Daedalus Entertainment was a Canadian game company that produced role-playing games and game supplements.

History
Daedalus Games began when Robin Laws approached Jose Garcia in 1993 with an idea for a Hong Kong Action Cinema RPG; Garcia liked the idea, but the RPG Nexus: The Infinite City was his first priority, and was published in 1994 with Garcia as the main designer and developer, with Laws, Bruce Baugh, and Rob Heinsoo as additional authors. Daedalus Games was incorporated as Daedalus Entertainment in preparation for publishing the Hong Kong action game Laws had intended, but Garcia liked the setting that Laws was working on and decided to use it as a basis of a collectible card game to take advantage of the CCG market and Daedalus published this game as Shadowfist (1995). Daedalus Entertainment published the role-playing game Feng Shui (1996), designed by Laws using a variant of the Nexus game system; Laws also designed supplements for Feng Shui.
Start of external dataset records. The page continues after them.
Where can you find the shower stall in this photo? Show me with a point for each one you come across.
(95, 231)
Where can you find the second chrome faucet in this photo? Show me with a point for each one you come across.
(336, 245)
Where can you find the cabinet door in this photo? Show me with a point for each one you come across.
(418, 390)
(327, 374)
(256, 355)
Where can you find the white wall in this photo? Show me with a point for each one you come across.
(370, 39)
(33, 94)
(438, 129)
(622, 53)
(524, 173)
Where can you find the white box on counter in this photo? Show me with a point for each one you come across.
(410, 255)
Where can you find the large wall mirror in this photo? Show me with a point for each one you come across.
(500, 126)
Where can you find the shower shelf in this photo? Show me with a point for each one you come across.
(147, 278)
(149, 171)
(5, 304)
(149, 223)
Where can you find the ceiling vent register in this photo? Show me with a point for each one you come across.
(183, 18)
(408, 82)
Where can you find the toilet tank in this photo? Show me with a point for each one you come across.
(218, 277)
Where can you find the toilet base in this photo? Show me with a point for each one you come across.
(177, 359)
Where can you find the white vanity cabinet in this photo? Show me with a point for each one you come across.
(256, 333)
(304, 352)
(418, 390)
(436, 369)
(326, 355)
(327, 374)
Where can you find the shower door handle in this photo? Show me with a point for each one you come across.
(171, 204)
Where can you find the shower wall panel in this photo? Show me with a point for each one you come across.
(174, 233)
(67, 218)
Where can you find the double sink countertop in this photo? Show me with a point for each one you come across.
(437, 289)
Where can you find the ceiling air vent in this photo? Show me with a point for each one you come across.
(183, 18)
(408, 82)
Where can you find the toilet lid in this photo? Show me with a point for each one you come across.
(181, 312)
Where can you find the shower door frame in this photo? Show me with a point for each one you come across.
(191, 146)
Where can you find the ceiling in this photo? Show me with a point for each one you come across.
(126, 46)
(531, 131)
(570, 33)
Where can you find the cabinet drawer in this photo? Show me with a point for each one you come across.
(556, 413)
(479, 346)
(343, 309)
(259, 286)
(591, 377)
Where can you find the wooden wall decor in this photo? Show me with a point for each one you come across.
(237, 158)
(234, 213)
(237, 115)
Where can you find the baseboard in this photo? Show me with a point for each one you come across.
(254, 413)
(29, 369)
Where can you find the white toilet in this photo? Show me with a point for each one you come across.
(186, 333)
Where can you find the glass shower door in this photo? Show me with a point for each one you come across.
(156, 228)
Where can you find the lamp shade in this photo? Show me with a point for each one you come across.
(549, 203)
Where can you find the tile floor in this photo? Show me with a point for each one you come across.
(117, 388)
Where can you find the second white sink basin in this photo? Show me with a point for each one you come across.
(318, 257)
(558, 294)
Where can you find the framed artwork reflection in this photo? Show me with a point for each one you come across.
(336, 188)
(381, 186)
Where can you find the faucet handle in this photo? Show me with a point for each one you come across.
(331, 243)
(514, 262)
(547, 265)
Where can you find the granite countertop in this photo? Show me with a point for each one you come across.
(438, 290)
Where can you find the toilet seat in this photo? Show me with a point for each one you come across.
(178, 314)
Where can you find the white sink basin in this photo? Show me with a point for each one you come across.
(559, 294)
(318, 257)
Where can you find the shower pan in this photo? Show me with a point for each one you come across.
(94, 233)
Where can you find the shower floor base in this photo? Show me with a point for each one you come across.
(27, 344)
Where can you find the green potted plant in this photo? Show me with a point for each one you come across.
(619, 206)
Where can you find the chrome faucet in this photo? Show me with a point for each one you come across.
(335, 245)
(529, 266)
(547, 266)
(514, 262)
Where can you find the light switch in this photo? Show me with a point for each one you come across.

When the CCG market crashed in 1997, the staff of Daedalus were laid off or quit, leaving Jose Garcia and his sister Maria as the only people working for the company. Daedalus filed for chapter 11 bankruptcy protection, and when the company sold off a few of its properties a few years later, Feng Shui went to Laws. Stephan Michael Sechi had licensed the rights to Daedalus to publish a new edition of Talislanta by Robin Laws, but Daedalus faltered before its version saw print.